L’artiste Poincheval couve des oeufs en direct d’un musée parisien

51
Ph. STEPHANE DE SAKUTIN / AFP

« Qu’un homme couve des œufs m’intéresse parce que cela pose la question de la métamorphose et du genre »: l’artiste français Abraham Poincheval couve depuis mercredi une douzaine d’œufs au Palais de Tokyo à Paris.

Trois semaines seulement après s’être enfermé huit jours dans un « sarcophage de pierre » taillé à sa silhouette, cet artiste coutumier des performances étonnantes s’attaque maintenant à son « premier travail avec du vivant ».

21 à 26 jours

L’artiste de 44 ans couvera jusqu’à éclosion une douzaine d’œufs de poule, sous les yeux du public. Il s’est enfermé mercredi midi dans un « vivarium » en plexiglas chargé selon lui de « conserver un air et une humidité assez stable ». A l’intérieur : de quoi boire et manger, mais aussi une chaise faisant office de « table de couvaison, avec un trou à l’intérieur et un système pour poser les œufs ».

La performance, nommée « Œuf », devrait durer entre 21 et 26 jours. L’artiste ne s’est autorisé qu’une sortie d’une demi-heure chaque jour, afin de ne pas craquer.

Plus exposé

Poincheval avait déjà fait les gros titres fin février avec sa performance « Pierre ». Mais s’il décrivait cette expérience comme merveilleuse et « pas du tout oppressante », l’artiste reconnaît être plus inquiet pour « Œuf »: il s’y sent plus exposé que dans ses œuvres précédentes. « Avant j’habitais, je faisais corps, j’étais à intérieur des choses. Là c’est une véritable transformation, je suis à l’extérieur, je suis celui qui entoure ».

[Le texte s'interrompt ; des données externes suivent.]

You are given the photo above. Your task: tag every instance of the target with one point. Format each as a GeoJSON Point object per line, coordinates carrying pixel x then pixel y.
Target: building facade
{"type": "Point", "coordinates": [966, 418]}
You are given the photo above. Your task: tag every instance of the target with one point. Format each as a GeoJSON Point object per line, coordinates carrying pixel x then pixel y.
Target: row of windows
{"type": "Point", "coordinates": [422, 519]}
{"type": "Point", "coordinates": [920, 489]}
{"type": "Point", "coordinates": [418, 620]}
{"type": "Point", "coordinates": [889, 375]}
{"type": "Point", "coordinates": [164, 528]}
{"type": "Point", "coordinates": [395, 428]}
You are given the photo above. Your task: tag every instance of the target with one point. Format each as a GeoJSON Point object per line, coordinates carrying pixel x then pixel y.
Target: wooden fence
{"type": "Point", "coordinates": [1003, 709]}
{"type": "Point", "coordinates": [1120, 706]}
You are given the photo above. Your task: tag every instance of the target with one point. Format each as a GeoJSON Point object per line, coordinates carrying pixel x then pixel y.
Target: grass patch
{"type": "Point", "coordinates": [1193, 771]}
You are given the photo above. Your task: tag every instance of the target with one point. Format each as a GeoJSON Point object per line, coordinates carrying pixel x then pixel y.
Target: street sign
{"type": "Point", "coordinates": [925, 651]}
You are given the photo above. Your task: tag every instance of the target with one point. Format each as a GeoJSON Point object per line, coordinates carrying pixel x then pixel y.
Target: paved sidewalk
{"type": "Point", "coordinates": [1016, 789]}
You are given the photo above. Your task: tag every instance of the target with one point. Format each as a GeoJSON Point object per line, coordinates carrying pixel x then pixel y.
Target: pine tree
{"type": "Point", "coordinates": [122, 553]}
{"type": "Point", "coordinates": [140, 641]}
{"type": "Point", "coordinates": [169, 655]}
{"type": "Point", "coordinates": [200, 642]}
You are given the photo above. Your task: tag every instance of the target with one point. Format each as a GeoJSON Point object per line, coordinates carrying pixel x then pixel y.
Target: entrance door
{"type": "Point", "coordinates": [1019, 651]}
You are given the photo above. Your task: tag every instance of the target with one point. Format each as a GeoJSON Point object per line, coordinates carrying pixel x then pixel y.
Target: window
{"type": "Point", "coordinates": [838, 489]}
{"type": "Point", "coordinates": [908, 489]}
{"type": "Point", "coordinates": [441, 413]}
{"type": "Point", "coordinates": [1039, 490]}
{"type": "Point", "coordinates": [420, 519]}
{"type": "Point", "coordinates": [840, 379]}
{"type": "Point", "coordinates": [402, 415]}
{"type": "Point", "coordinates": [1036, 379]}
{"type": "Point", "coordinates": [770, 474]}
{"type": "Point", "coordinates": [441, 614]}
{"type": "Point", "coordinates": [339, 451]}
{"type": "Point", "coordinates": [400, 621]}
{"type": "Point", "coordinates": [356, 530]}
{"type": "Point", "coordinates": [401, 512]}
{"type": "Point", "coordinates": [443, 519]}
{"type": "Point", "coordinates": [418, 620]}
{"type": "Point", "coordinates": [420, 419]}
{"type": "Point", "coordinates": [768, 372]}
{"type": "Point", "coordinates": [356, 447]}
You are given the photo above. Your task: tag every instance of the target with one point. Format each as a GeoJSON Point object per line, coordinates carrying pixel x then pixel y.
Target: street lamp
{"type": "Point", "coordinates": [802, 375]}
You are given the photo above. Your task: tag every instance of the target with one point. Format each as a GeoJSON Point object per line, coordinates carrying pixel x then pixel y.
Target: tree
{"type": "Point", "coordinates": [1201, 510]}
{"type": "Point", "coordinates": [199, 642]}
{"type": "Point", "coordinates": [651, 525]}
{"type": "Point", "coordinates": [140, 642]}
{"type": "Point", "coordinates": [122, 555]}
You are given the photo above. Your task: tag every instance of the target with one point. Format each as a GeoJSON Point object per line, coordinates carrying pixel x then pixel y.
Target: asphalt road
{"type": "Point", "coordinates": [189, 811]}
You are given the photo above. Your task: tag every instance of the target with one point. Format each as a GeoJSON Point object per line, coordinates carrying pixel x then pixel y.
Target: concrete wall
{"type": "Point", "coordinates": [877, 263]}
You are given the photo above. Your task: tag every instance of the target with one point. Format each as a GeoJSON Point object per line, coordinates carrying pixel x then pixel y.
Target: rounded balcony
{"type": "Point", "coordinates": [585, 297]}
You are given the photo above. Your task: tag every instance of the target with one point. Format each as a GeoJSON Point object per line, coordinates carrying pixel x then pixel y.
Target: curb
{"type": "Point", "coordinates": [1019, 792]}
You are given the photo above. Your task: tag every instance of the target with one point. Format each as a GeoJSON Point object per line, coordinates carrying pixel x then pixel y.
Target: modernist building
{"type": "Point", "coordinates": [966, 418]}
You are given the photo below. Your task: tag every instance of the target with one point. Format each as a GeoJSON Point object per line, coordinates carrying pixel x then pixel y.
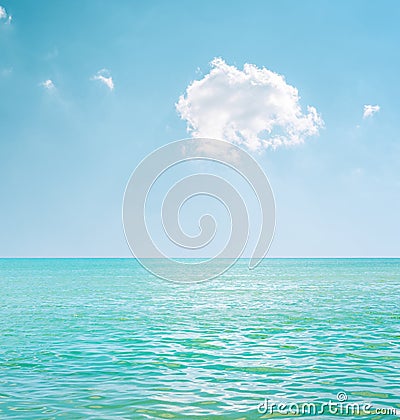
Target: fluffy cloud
{"type": "Point", "coordinates": [48, 84]}
{"type": "Point", "coordinates": [254, 107]}
{"type": "Point", "coordinates": [104, 77]}
{"type": "Point", "coordinates": [370, 110]}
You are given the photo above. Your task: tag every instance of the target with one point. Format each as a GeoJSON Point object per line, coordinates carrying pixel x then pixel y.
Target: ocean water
{"type": "Point", "coordinates": [103, 339]}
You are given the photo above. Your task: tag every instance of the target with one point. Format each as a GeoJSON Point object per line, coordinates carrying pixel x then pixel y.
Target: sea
{"type": "Point", "coordinates": [105, 339]}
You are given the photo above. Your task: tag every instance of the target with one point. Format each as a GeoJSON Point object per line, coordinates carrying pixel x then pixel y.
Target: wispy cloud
{"type": "Point", "coordinates": [254, 107]}
{"type": "Point", "coordinates": [104, 76]}
{"type": "Point", "coordinates": [48, 84]}
{"type": "Point", "coordinates": [370, 110]}
{"type": "Point", "coordinates": [4, 15]}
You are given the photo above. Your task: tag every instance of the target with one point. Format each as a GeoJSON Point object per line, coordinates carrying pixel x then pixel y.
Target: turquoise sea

De là découle une autre angoisse: « Il y a un contact beaucoup plus direct avec le public, d’habitude je suis seul avec l’objet. C’est une première » a-t-il déclaré à l’AFP. Dès le début de sa performance mercredi midi, Poincheval semblait en effet assez mal à l’aise face au public qui l’entourait, ont constaté des journalistes de l’AFP.

La source d’inspiration

Celui qui se nourrit « essentiellement de littérature et de mythologie » pour créer ses performances dit cette fois-ci s’être inspiré de l’écrivain Maupassant. Dans sa nouvelle « Toine », le anti-héros éponyme se retrouve immobilisé suite à une crise cardiaque. Sa femme le force alors à couver des œufs.

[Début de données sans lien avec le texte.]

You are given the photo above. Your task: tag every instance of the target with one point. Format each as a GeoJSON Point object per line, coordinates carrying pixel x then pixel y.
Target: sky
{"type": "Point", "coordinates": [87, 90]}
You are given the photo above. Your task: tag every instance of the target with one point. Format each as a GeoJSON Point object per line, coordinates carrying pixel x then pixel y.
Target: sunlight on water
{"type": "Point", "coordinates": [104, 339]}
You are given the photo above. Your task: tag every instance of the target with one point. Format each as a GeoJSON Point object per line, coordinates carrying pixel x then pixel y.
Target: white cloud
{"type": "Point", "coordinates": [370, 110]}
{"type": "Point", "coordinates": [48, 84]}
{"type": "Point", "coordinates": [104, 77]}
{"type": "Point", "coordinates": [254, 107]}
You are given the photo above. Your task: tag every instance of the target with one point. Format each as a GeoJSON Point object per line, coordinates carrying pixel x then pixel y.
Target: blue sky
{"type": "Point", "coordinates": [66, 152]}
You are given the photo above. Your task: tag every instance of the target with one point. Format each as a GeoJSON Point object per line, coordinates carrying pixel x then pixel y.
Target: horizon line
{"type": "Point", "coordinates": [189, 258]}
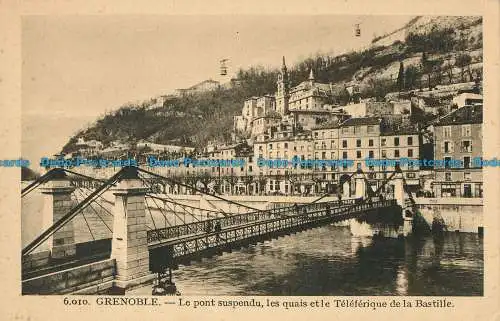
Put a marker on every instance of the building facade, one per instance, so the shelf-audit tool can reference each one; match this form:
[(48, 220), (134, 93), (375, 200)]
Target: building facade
[(458, 137)]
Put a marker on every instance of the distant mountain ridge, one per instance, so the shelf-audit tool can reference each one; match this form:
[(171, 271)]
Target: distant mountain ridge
[(450, 46)]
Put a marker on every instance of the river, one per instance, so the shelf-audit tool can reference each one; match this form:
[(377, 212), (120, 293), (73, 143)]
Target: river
[(330, 261)]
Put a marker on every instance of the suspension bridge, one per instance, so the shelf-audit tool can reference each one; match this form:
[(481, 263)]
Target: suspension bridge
[(135, 233)]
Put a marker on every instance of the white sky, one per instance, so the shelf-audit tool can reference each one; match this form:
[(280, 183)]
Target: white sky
[(84, 65), (75, 68)]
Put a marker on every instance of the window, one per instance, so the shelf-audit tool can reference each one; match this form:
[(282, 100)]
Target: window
[(448, 147), (466, 146), (447, 161), (447, 131), (466, 130), (467, 162)]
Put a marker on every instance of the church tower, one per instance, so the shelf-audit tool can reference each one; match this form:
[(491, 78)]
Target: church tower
[(283, 92)]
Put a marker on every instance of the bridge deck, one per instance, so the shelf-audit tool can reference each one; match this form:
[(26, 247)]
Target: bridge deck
[(171, 252), (200, 227)]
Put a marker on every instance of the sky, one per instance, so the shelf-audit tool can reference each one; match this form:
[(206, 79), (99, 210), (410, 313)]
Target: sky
[(76, 68)]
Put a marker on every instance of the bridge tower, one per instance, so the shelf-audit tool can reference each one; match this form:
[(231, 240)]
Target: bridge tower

Mais l’inspiration pourrait aussi venir d’ailleurs: « Quand il était petit, Abraham a eu une petite poule, comme les autres enfants ont un canard ou un chat. Il passait beaucoup de temps à s’en occuper » a confié Christian, son père, à l’AFP. Une fois nés, les poussins iront couler des jours heureux dans la ferme normande de Christian, qui assure en riant qu‘ »ils ne finiront pas sur la table ».